The title of Cummings' dissertation was "I and my family." "I can't tell you what I don't know," he said, "so I'll tell you something about myself."
Cummings said he would not attempt to analyze poetry. He will, however, devote fifteen minutes of each lecture to reading poetry "I am in no way connected with. That will leave thirty-five minutes to ramble on about myself."
Last night Cummings read William Wordsworth's "Recollections of Childhood."
He spent the first part of the hour-long lecture justifying his subject. "You may ask," he said, "is the so-called poet a victim of galloping egocentricity or is he just plain simple-minded?"
"Egocentricity"
"Let's settle for egocentricity," he continued, "and who, may I ask, isn't egocentric?"
In his first lecture, Cummings spoke about his father and mother. In the future, he will discuss himself, when he ceased being dependent on his parents.

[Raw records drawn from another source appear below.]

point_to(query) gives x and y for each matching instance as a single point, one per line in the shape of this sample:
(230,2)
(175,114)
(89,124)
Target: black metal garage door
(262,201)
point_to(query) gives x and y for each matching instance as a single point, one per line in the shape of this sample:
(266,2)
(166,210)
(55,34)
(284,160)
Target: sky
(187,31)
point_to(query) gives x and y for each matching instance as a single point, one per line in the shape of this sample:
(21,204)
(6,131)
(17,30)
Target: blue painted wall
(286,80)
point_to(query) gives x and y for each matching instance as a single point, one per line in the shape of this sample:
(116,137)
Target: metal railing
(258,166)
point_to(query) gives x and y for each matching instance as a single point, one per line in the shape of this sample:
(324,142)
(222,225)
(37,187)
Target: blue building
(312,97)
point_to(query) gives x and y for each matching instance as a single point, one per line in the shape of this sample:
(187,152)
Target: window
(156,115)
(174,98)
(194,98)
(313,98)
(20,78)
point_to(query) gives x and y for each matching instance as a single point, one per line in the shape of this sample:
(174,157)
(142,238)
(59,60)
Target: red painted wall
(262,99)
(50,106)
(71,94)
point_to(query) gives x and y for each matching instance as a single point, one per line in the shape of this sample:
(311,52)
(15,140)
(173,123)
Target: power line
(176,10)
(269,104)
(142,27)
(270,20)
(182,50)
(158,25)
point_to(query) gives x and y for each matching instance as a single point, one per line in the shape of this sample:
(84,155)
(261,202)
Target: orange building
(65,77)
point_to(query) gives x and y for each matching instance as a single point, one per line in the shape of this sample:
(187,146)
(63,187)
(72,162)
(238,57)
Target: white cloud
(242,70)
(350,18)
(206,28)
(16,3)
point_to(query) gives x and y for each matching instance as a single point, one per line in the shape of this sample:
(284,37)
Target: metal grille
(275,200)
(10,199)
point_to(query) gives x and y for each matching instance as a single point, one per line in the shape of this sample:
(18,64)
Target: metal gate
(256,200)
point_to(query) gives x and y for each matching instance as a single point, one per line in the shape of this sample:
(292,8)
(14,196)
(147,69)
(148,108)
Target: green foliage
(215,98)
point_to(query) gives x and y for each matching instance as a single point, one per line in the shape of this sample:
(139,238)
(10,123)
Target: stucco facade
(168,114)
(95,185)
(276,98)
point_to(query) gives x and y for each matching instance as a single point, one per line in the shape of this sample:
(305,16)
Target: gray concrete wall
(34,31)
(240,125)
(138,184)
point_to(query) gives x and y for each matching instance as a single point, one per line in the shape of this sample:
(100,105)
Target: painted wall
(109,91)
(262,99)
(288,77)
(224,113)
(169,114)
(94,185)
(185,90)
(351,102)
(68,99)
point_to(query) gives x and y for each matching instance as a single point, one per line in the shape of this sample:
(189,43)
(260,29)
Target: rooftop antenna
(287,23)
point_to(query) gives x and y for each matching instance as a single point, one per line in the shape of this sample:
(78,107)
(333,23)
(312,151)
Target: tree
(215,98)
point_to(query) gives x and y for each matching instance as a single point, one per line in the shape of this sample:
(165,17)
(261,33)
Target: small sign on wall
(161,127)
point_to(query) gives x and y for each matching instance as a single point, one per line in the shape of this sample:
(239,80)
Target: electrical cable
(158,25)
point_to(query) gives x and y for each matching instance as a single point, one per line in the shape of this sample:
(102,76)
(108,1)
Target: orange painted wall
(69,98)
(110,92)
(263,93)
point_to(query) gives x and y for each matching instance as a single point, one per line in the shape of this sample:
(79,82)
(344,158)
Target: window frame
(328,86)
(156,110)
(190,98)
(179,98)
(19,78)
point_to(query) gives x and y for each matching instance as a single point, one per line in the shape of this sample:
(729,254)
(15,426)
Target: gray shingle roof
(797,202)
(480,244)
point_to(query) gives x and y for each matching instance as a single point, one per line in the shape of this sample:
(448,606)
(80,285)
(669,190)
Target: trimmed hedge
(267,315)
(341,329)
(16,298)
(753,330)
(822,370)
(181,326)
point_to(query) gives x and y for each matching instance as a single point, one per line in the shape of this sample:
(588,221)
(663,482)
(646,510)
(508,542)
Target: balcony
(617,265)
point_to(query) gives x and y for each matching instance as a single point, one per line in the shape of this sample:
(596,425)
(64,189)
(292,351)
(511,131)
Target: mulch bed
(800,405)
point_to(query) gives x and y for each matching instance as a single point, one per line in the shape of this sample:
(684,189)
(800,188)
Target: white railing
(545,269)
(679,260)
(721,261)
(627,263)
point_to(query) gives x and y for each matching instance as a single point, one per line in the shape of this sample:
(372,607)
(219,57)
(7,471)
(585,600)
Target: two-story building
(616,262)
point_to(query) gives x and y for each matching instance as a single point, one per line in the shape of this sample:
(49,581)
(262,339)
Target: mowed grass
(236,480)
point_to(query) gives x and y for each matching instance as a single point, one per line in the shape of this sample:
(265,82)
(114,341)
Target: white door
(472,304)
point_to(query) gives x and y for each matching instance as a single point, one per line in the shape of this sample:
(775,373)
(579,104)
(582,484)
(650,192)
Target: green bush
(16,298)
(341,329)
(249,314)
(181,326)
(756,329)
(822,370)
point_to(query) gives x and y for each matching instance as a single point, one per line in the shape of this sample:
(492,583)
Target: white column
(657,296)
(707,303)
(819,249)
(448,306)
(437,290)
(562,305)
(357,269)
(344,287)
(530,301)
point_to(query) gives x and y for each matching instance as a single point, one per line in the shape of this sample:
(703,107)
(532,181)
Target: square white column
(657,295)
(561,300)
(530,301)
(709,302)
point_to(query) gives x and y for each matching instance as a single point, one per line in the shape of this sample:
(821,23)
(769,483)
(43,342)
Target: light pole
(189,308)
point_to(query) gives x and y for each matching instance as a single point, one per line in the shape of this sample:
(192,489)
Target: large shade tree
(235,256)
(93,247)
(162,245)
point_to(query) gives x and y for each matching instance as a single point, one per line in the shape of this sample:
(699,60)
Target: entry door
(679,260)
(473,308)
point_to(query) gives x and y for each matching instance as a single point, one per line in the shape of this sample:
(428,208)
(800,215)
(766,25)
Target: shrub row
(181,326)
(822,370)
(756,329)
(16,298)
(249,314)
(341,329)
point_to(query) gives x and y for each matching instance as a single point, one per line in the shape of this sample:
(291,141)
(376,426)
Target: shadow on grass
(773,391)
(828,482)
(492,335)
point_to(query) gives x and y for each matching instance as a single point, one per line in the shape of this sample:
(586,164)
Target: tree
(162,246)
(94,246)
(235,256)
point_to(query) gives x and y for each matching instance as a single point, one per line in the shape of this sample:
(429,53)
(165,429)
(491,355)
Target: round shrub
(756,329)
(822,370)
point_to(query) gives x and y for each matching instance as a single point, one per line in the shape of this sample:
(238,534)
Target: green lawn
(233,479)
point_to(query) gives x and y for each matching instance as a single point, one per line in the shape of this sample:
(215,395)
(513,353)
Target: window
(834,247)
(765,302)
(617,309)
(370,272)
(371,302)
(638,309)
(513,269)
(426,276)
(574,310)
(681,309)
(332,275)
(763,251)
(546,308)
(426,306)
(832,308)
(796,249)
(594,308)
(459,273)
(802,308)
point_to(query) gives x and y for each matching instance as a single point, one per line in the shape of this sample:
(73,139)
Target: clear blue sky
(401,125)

He will talk about his "self-discovery" and, finally, his stance as a poet.
Cummings' father, Edward Cummings '83, was a Cambridge Unitarian minister.
By recalling his past, said Cummings, he was recreating a world of "long-lost personages: my parents and their sons." He will, in his next lecture, describe "the mysterious moment of self-discovery" after which he became the poetry he writes.
In his other lectures Cummings promised to "name Charles Eliot Norton's coachman and define sleep. . . . If you ask me," he said, "why talk about triviality, I shall answer: "What are they?"